COVID: Call before seeing a doctor, especially the elderly, asthmatic

Those with underlying lung or immune system problems are more at risk for serious complications.

People with underlying medical conditions like asthma and diabetes are more likely to develop deadly complications from the novel coronavirus if they are infected.

The risk also increases with age, especially for those older than 65, said University of Washington’s director of Neighborhood Clinics Peter McGough. And the advice to those feeling sick is now call before you go to a doctor.

Health care providers are recommending people with symptoms, including fever and coughing, should call their primary care doctors. A hotline set up by the state Department of Health appeared to be down on the morning of March 4. This reporter called numerous times, but the hotline disconnected within seconds.

This keeps people from visiting health care centers and emergency rooms unnecessarily, where they could be exposed to the virus.

“For people at high risk, if they get a fever, a productive cough, shortness of breath, contacting one of the nurse lines or contacting your provider initially is a good thing,” McGough said.

Symptoms generally appear mild at first, but for people with underlying health problems, like asthma, other respiratory diseases like COPD, diabetes or HIV infections, COVID-19 can develop into pneumonia or respiratory failure.

There are many reasons for this, but older patients are more prone to damaging inflammation from the virus. For those with diabetes, the immune system isn’t as prepared to fight off COVID-19. People are more likely to get secondary infections, like pneumonia.

“Those can be tough for the body to fight off, and need more medical support,” McGough said.

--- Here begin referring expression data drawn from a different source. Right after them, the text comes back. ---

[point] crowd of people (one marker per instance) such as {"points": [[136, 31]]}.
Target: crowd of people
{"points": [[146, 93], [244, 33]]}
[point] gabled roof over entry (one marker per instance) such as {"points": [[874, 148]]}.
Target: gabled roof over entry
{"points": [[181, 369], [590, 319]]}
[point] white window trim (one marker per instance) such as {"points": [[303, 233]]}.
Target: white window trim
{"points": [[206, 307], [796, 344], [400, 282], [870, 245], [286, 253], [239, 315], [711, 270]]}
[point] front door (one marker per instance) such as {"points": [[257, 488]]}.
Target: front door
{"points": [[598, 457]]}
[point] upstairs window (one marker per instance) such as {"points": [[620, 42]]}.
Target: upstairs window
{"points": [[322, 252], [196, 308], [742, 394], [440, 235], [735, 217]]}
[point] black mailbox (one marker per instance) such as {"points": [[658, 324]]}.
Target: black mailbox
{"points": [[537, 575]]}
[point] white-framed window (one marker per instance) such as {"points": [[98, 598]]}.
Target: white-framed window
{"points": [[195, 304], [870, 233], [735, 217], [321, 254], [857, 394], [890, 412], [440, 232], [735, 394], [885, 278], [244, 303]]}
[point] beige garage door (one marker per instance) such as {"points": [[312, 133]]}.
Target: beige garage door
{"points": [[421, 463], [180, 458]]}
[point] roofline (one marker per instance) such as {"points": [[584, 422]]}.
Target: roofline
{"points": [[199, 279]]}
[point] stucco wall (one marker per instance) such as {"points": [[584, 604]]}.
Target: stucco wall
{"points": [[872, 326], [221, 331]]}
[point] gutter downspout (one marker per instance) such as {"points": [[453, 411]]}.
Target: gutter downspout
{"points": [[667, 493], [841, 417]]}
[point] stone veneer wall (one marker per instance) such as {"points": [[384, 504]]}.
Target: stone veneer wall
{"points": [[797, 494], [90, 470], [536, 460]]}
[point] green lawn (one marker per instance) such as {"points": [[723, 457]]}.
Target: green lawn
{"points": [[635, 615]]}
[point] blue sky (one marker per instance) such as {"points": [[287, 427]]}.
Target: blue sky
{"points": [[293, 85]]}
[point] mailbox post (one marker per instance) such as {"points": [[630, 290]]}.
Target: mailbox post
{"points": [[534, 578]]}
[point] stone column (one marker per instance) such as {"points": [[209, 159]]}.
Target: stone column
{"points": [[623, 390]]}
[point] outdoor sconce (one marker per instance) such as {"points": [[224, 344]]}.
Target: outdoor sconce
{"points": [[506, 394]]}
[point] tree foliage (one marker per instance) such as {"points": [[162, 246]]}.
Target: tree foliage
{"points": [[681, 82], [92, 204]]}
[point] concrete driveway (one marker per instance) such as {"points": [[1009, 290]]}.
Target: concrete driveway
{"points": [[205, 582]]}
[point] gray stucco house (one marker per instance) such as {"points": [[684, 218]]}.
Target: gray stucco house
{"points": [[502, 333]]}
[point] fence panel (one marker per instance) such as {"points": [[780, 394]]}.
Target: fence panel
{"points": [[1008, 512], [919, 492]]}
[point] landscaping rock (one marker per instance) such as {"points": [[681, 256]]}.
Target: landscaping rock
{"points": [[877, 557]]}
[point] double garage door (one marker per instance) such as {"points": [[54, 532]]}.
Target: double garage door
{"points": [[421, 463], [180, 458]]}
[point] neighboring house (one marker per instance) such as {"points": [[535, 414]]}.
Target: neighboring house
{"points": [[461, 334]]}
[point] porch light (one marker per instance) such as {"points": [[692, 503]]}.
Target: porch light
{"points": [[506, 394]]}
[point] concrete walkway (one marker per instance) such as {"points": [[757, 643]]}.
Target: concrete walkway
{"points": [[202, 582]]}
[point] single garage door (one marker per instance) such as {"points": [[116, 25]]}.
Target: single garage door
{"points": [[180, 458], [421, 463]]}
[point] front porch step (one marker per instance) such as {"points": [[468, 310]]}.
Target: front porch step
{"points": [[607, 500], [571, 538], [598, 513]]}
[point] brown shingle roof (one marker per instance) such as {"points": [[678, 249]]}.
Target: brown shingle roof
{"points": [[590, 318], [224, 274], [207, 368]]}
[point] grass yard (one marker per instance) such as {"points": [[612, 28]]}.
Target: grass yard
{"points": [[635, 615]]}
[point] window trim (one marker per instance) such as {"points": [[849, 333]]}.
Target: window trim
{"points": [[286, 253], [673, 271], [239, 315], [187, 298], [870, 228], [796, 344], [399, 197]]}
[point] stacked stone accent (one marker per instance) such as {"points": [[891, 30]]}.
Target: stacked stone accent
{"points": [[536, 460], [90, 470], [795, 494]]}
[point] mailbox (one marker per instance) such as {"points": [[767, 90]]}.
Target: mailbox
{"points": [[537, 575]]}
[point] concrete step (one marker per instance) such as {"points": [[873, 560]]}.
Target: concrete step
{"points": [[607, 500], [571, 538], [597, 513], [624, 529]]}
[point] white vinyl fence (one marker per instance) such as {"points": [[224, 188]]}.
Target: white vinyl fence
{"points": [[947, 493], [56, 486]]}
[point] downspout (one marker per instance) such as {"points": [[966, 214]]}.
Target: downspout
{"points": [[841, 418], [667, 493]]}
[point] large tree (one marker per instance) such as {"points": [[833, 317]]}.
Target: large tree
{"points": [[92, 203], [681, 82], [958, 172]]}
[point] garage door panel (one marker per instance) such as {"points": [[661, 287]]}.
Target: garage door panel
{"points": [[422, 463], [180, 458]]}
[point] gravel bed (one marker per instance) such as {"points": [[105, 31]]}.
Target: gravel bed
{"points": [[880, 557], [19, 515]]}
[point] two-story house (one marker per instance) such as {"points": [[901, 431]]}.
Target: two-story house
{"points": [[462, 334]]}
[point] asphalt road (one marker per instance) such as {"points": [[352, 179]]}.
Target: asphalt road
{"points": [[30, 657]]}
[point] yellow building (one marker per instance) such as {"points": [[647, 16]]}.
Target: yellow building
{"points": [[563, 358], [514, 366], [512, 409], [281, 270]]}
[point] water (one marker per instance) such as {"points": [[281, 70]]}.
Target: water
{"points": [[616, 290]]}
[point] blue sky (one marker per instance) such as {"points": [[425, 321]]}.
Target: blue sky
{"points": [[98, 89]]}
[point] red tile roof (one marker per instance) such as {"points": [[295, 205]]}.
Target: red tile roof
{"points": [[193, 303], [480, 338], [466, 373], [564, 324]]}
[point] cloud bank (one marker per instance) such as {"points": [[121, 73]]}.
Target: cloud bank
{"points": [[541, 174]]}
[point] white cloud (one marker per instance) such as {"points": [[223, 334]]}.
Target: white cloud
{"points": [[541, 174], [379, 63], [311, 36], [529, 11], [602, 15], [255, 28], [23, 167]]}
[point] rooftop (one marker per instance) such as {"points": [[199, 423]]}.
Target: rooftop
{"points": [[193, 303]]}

The same holds true for those with other diseases that reduce the body’s ability to fight off infections. People who have had transplants are also more at risk.

For asthmatics, respiratory illness can trigger bronchial spasms, even relatively minor ones like colds. It triggers the body’s inflammatory response and makes it difficult to breath. Infections further leave them at risk for secondary infections.

Since COVID-19 emerged in Washington state, it appears to be hitting older people hardest. Of the nine dead and dozens sickened by the virus, nearly all of them were older than 40, with the exception of two men in their 20s hospitalized in Issaquah. Ages of those who died range from from their 40s to 80s.

The Life Care Center in Kirkland has been ground zero for the current outbreak locally, but the virus may have been spreading through Western Washington for as long as six weeks.

McGough said it’s especially important for people more susceptible to the diesease to follow public health guidelines. These include frequent hand washing for at least 20 seconds with soap and warm water, staying away from people who are ill and being careful about personal contact. People may have to give up on hugging and kissing for a bit, he said.

As of March 4, the Centers for Disease Control expanded the criteria for who can be tested. It now lets clinicians decide whether someone should receive a COVID-19 test. Previously, only those who had traveled to a country with a known outbreak, or who had come into contact with a known source of transmission, were being tested.

At the same time, the state is working with the University of Washington and other testing facilities to increase the number of tests which can be performed. Until now, the state’s Public Health Lab in Shoreline – with the capacity to fully test around 100 people a day – was the only lab performing tests.